Menopausenlos

Tiere haben keine Wechseljahre / von Tier-HP Christine Stroop

Bei unseren Haustieren gibt es keine Phase, die mit der Menopause des Menschen vergleichbar wäre. Haustiere sind in der Regel bis ins hohe Alter fortpflanzungsfähig. Es kommt aber vor, dass sich der Zyklus verändert und die Häufigkeit der Läufigkeiten kann sich verringern. Auch kann sich mit zunehmendem Alter die Wahrscheinlichkeit vermindern, dass ein Deckakt dazu führt, dass das weibliche Tier aufnimmt und trächtig wird.
Trächtigkeit, Geburt und Aufzucht der Nachkommen beinhalten bei alten Tieren ein erhöhtes Risiko von Komplikationen für Tot- oder Fehlgeburten, Erbkrankheiten und mangelnder Milchleistung. Auch besteht mit zunehmendem Alter die Gefahr, dass die Elterntiere eines natürlichen altersbedingten Todes sterben, bevor der Nachwuchs in der Lage ist, sich selbst zu versorgen.
Beim Menschen besteht aber im Verhältnis zu anderen Säugtieren eine viel länger dauerende Abhängigkeit des Nachwuchses von der Versorgung durch Erwachsene. Eine kleine Katze lernt nach einigen Monaten sich selbst zu versorgen und kann sehr bald auch ohne die Versorgung durch die Mutter überleben. Je älter eine (Menschen)-Mutter bei der Geburt ist, desto höher ist das Risiko altersbedingt zu sterben, bevor der Nachwuchs sich selbst versorgen kann.

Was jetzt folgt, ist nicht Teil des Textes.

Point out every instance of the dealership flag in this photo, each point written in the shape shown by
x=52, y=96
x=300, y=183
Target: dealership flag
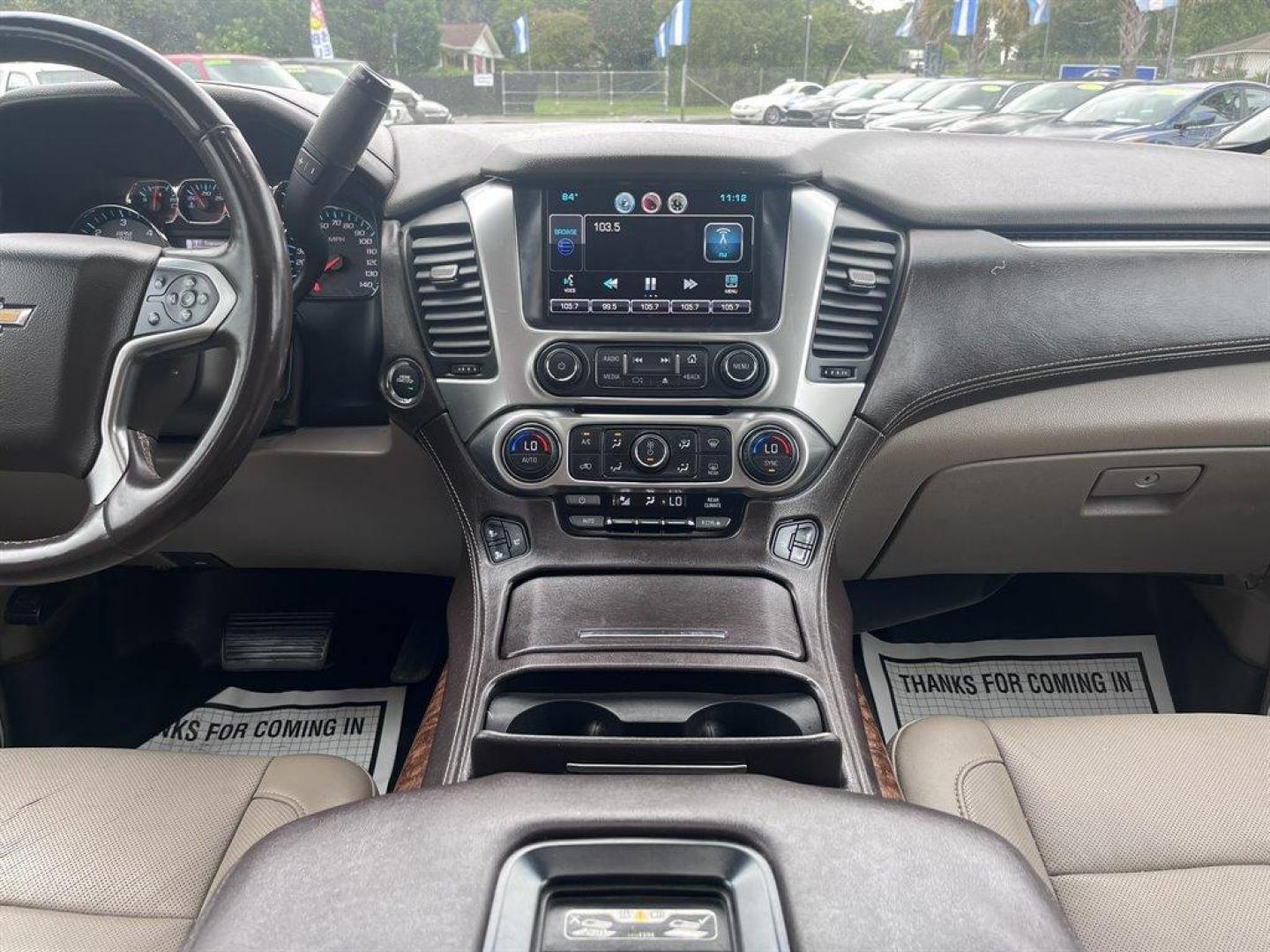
x=677, y=23
x=318, y=33
x=906, y=28
x=966, y=18
x=521, y=29
x=660, y=45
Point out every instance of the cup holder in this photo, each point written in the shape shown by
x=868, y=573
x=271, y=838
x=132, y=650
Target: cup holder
x=741, y=718
x=566, y=718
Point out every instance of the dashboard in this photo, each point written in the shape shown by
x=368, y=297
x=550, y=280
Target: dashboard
x=707, y=337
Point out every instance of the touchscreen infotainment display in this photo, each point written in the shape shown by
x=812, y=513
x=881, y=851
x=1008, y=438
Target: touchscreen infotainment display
x=661, y=251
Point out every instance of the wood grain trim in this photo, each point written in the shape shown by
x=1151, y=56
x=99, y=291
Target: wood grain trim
x=421, y=747
x=883, y=770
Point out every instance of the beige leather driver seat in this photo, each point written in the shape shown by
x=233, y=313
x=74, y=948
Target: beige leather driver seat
x=120, y=850
x=1154, y=830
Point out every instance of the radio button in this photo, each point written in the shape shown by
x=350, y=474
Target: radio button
x=640, y=306
x=690, y=308
x=609, y=306
x=569, y=305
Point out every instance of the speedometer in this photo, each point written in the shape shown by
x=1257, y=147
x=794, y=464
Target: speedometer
x=118, y=221
x=352, y=265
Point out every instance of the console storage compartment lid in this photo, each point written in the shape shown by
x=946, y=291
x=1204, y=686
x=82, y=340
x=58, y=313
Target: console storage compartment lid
x=640, y=612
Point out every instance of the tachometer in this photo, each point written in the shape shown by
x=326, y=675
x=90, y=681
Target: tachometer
x=352, y=256
x=201, y=201
x=153, y=198
x=117, y=221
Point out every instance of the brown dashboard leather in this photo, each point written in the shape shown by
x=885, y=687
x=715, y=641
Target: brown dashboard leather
x=983, y=315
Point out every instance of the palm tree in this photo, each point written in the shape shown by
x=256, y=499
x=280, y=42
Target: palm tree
x=1133, y=36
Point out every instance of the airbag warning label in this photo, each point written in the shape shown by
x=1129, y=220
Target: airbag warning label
x=1022, y=678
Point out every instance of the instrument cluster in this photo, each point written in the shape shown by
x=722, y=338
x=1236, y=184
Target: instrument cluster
x=192, y=213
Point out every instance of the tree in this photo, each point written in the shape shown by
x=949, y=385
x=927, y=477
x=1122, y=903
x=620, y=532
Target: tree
x=1133, y=34
x=564, y=40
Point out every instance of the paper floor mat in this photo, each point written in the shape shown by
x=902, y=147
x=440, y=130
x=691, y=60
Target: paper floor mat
x=1015, y=678
x=361, y=725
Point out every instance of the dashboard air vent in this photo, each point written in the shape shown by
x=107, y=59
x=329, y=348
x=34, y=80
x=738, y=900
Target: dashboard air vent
x=447, y=283
x=857, y=292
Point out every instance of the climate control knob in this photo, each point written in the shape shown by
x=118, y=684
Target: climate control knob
x=742, y=368
x=768, y=455
x=651, y=450
x=531, y=452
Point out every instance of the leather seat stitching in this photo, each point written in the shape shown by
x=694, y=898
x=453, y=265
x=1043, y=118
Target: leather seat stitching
x=285, y=799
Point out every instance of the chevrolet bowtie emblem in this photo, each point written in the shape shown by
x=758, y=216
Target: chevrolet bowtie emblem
x=14, y=316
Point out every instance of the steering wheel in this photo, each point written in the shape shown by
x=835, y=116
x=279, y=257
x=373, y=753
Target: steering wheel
x=80, y=314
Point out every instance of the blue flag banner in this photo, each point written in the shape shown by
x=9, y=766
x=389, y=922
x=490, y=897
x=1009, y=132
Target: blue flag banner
x=660, y=46
x=521, y=31
x=677, y=23
x=906, y=28
x=966, y=18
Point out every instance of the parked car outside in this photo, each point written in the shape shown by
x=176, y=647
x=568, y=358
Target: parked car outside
x=767, y=108
x=19, y=75
x=816, y=109
x=855, y=115
x=234, y=68
x=407, y=104
x=1036, y=106
x=952, y=104
x=1161, y=113
x=1250, y=136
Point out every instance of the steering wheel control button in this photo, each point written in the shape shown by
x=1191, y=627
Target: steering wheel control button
x=651, y=452
x=179, y=299
x=768, y=455
x=531, y=453
x=796, y=541
x=403, y=385
x=742, y=368
x=504, y=539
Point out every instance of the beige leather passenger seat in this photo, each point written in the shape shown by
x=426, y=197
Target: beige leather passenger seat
x=1154, y=830
x=120, y=850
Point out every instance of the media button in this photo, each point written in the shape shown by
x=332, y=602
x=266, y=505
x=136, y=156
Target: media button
x=690, y=308
x=651, y=306
x=616, y=306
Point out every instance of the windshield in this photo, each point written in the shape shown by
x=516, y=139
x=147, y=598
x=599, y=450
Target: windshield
x=968, y=97
x=1255, y=130
x=1053, y=98
x=1132, y=106
x=253, y=72
x=902, y=88
x=57, y=77
x=318, y=79
x=927, y=92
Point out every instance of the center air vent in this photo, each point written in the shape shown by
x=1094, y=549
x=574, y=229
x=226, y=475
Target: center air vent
x=451, y=303
x=859, y=288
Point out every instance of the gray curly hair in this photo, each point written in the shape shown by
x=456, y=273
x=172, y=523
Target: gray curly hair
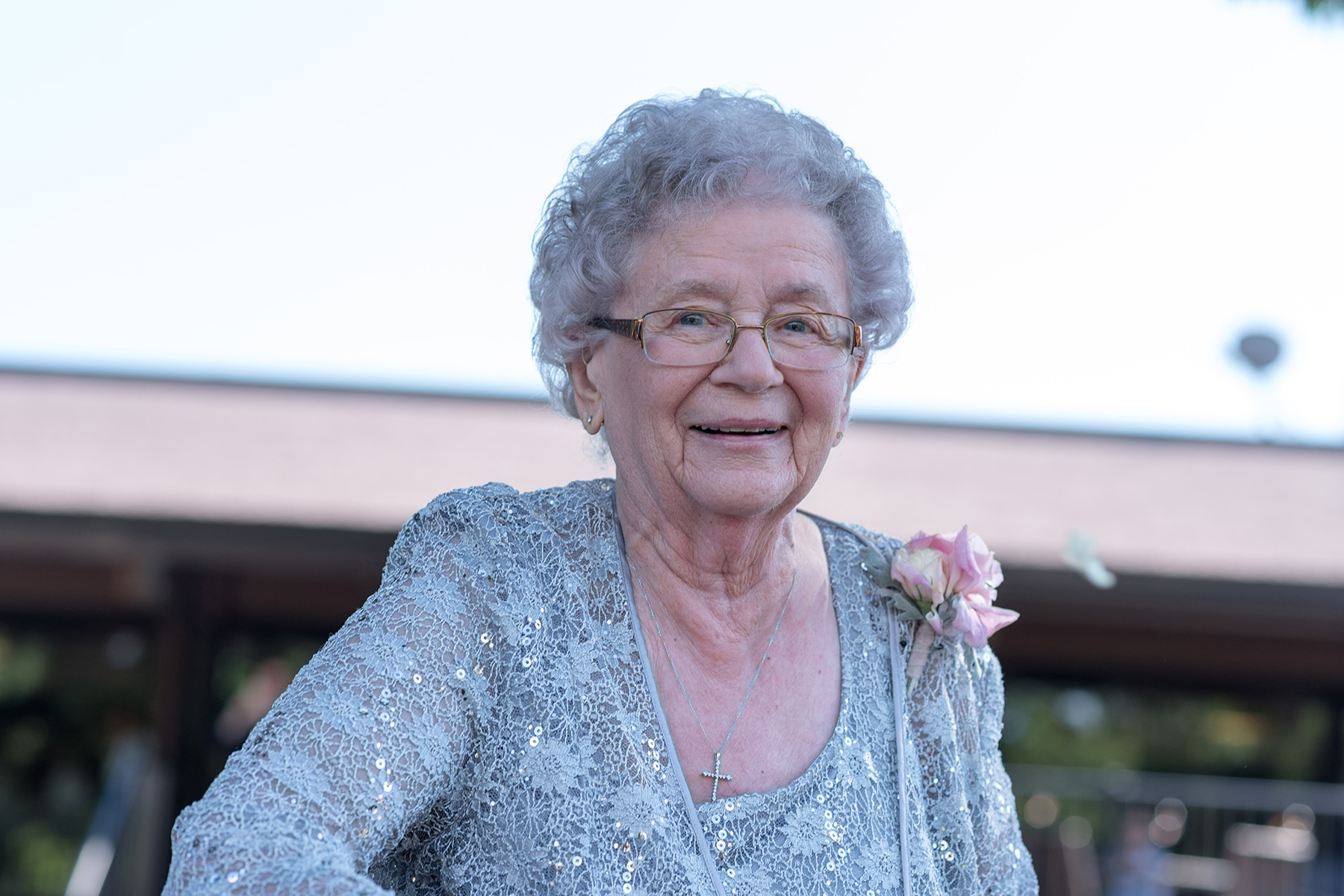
x=700, y=152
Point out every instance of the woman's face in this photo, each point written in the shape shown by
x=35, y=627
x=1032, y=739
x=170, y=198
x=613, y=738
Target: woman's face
x=676, y=433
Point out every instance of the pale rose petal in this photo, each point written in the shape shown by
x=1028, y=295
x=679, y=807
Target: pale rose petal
x=920, y=574
x=979, y=622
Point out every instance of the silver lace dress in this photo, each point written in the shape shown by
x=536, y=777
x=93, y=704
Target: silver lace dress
x=487, y=724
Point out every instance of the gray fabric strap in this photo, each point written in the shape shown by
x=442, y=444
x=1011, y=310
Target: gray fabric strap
x=898, y=691
x=898, y=696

Dies scheint unter anderem eine Erklärung zu sein, warum der Mensch, im Gegensatz zum Tier, noch eine sehr lange Lebenserwartung hat, wenn er nicht mehr in der Lage ist, Nachwuchs zu zeugen. Außer dem Menschen ist bisher nur von Kurzflossengrindwalen und einigen Elefantenarten bekannt, dass sie nachdem sie nicht mehr in der Lage sind, Nachwuchs zu bekommen, noch viele Jahre leben können.
Nach George C. Williams, einem Biologen, haben ältere, nicht mehr an eigener Fortpflanzung interessierte Frauen einen positiven Effekt auf die Überlebensrate ihrer Enkel. Dies ist für die Fitness von Vorteil. Die Menopause könnte somit eine Angepasstheit des heutigen Menschen darstellen.
Im Selektionsprozess hängt die Fitness nicht nur von der Anzahl der Neugeborenen ab, sondern die Fitness einer Art hängt auch von deren Überlebenswahrscheinlichkeit ab. Fitness meint in diesem Zusammenhang nicht, wie stark oder gesund ein einzelnes Tier ist, sondern wie viele überlebende Nachkommen ein Lebewesen zu zeugen in der Lage ist. Fitness beschreibt die Reproduktionsfähigkeit, nicht die Stärke oder Durchsetzungsfähigkeit.
Beim Menschen kommt es in der Übergangsphase von der fruchtbaren Phase zur unfruchtbaren Phase durch die hormonelle Umstellung zu allerlei Symptomen, den Wechseljahrsbeschwerden.
Da unsere Haustiere nicht in diese Phase kommen, sollten sie auch kein duch eine veränderte Hormonlage versachten Probleme haben.
Was ist aber mit unseren kastrierten und sterilisierten Haustieren? Werden Eierstöcke und Gebärmutter entnommen, dann treten beim Mensch schlagartig die Wechseljahre ein, dies ist bekannt.
Dass es nach Kastration und Sterilisation auch bei unseren Haustieren zu verschiedensten Symptomen kommen kann, haben wir im Newsletter Mai 2006 schon beschrieben.
Man findet unter den Beschwerden die als Folge einer Kastration auftreten können ähnliche Beschwerden die aus der Menopause des Menschen bekannt sind.
Einige Beschwerden wie Kopfschmerzen, Schwindel oder Schweißausbrüche können Tiere nicht gut äussern und sind schwer oft schwer zu erkennen.
Gewichtszunahme, Verdauungsprobleme, Harninkontinenz und Haarausfall (bei Hunden häufig auch eine Fellveränderung), Antriebslosigkeit und Konzentrationsschwäche sind allerdings deutlich zu beobachten.
Bei der Behandlung von Beschwerden die seit einer Kastration auftreten müssen denn auch die Rubriken „Klimakterium und Menopause“ zum Ausarbeiten eines homöopathischen Mittels berücksichtigt werden.